Corned Beef

Curing your own corned beef is easier than you might think. All you have to do is pick out a beef brisket, trim the fat, put together a simple brine, place the meat and brine in a non-reactive container, weight it down, and refrigerate it for seven days. A platter of homemade corned beef will make your St. Patrick’s Day feast that much better.

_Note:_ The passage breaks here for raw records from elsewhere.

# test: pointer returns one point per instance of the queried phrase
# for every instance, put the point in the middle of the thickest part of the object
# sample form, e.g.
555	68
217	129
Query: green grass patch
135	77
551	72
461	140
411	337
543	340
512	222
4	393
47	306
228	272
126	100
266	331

5 lbs beef brisket (2.27 kg)
1/2 cup pickling salt (154 g)
2 tbsp Prague Powder #1 (34.2 g)
1 1/2 tbsp ground black pepper (11.3 g)
3 1/4 tbsp garlic granules (33.1 g)
1/3 cup granulated sugar (77.2 g)
2 quarts chlorine-free water (1.9 L)
1 tbsp pickling spice (6.8 g)

1. Trim the fat cap which covers the beef brisket to about 1/4 inch thick.
2. Combine water, salt, Prague Powder, garlic powder, pepper and sugar in a large crock; stir well to make brine solution.
3. Spray pump the trimmed brisket with the freshly mixed brine solution to equal 10-15% of the original meat weight.
4. Submerge brisket in brine solution, place heavy platter on top of meat to keep it submerged, cover crock, refrigerate 7 days.
5. Turn brisket over and stir brine every other day and as this action will aid in the even distribution of the brine solution.
6. Remove brisket from brine solution, place in a large heavy pot, add pickling spice and enough fresh water to cover the meat.
7. Bring water to a quick boil, lower heat, and simmer 3-4 hours or until brisket is fork tender.
8. Corn beef is fully cooked and ready to eat at this time. It can be served hot or cold.

The layer of fat on the bottom side of a typical beef brisket varies in thickness from paper thin up to a half-inch or more. Ideally a 1/4” (0.65 cm) inch thick layer of fat is enough to produce a top-notch corned beef brisket.

Although stoneware crocks are preferred by home “cure mongers”, any non-reactive, deep-welled container can be used as a brining vessel. Glass, ceramic, plastic, stainless steel, or stainless steel fall into this category.